Multiple media sources, including FOX News, report that 13 people have been indicted and eight more have been arrested after an investigation uncovered  "an alliance between members of a California prison gang and a Mexican drug cartel." The alliance allegedly involved methamphetamine and marijuana distribution in Southern California.  Most of the indictments involved residents of Los Angeles and San Diego Counties.

The so-called "drug cartel" La Familia Michoacána (commonly known as "La Familia") was allegedly allied with the prison gang referred to as the Mexican Mafia. The indictment identifies the Mexican Mafia as a highly influential gang "that controls the drug trade and other criminal activities within California state prisons, county jails, and federal penitentiaries. Its members are generally senior members of Latino street gangs, and the Mexican Mafia also allegedly exercises control over the narcotics trafficking activities of the gangs in Southern California" according to the FOX News story.

This case may be extremely complex because it will likely include criminal charges related to RICO, fraud, and other conspiracy charges that are often included when suspects associated with large criminal organizations are involved. Federal, state and international law may also be at issue.
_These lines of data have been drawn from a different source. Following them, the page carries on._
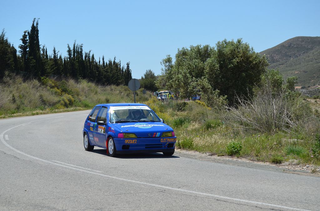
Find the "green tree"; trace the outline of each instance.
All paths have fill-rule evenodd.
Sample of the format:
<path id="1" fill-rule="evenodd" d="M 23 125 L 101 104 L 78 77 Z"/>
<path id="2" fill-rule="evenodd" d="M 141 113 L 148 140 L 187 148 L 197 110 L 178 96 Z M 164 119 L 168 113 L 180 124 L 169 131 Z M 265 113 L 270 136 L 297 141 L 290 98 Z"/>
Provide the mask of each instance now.
<path id="1" fill-rule="evenodd" d="M 226 95 L 230 103 L 236 96 L 248 97 L 267 70 L 265 56 L 241 39 L 236 42 L 225 40 L 216 46 L 216 53 L 206 62 L 205 75 L 210 85 Z"/>
<path id="2" fill-rule="evenodd" d="M 11 44 L 5 36 L 4 29 L 0 34 L 0 78 L 3 77 L 6 71 L 13 72 L 14 68 Z"/>
<path id="3" fill-rule="evenodd" d="M 170 55 L 167 55 L 166 57 L 160 62 L 160 64 L 163 66 L 161 69 L 161 74 L 159 76 L 156 83 L 157 87 L 164 89 L 168 83 L 171 80 L 170 76 L 172 75 L 173 66 L 172 58 Z"/>
<path id="4" fill-rule="evenodd" d="M 140 79 L 141 87 L 150 91 L 156 91 L 158 88 L 156 84 L 156 79 L 155 73 L 151 69 L 147 70 Z"/>
<path id="5" fill-rule="evenodd" d="M 23 34 L 22 35 L 22 38 L 20 39 L 20 40 L 22 42 L 22 44 L 19 45 L 19 48 L 20 50 L 19 51 L 19 53 L 21 55 L 21 58 L 22 59 L 22 62 L 24 64 L 24 67 L 22 71 L 25 71 L 26 69 L 25 67 L 28 66 L 28 54 L 29 49 L 29 40 L 28 39 L 28 31 L 25 31 L 23 32 Z"/>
The criminal defense attorneys tasked with defending the suspects will have the entire weight of the federal government allied against them and the public, politicians, law enforcement authorities and prosecutors may treat the suspects as if they are already guilty. The constitutional rights of the suspects must be defended despite the zeal of the law enforcement apparatus to appear tough on crime in their ongoing war against the Mexican Mafia.